Steve Puma | Tuesday December 1st, 2009 | 4 Comments

C4CCsqr.jpgPrior to the crash of the housing bubble and the collapse of financial markets, many different types of companies we involved in creating new and interesting ways to separate Americans (“consumers”) from their hard-earned money, especially those companies involved in consumer finance. From cell phone carriers to banks, high interest rates and hidden fees were the name of the game, leaving customers too confused to sort it all out, with many simply giving up and paying whatever they were charged.

The worst offenders, credit card companies and banks, have recently found themselves on the wrong end of legislation, the CARD Act of 2009, is intended to put a stop to some of the worst practices, such as excessive interest rate increases and unfair fee traps. True to form, this has not stopped the credit card companies from attempting to extract as much money from their customers as possible. According to Consumers for Competitive Choice, “…rather than react responsibly, the credit card industry has flouted the will of Congress and the Administration by moving quickly to raise rates, increase fees, and reduce available credit before the law takes effect next year.” In a completely new tactic, the credit card companies have decided to shift their focus to credit card transaction fees, an area that Congress has not yet addressed, and something that Consumers for Competitive Choice representatives feel we should all be very concerned about.

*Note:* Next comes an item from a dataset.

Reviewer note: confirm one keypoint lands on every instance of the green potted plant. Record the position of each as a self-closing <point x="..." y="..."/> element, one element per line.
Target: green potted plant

Headquartered in Indianapolis, Ind., Consumers for Competitive Choice, (C4CC) is a national alliance of consumer advocacy groups and private citizens who are committed to promoting maximum choice for consumers in communications, energy, health care and financial services. The organization has spun off a new project, called the Credit Card Con, to bring attention to the issue of credit card interchange fees. Last week, the company held a teleconference to bring attention to the recently released report by the General Accounting Office (GAO) on the matter.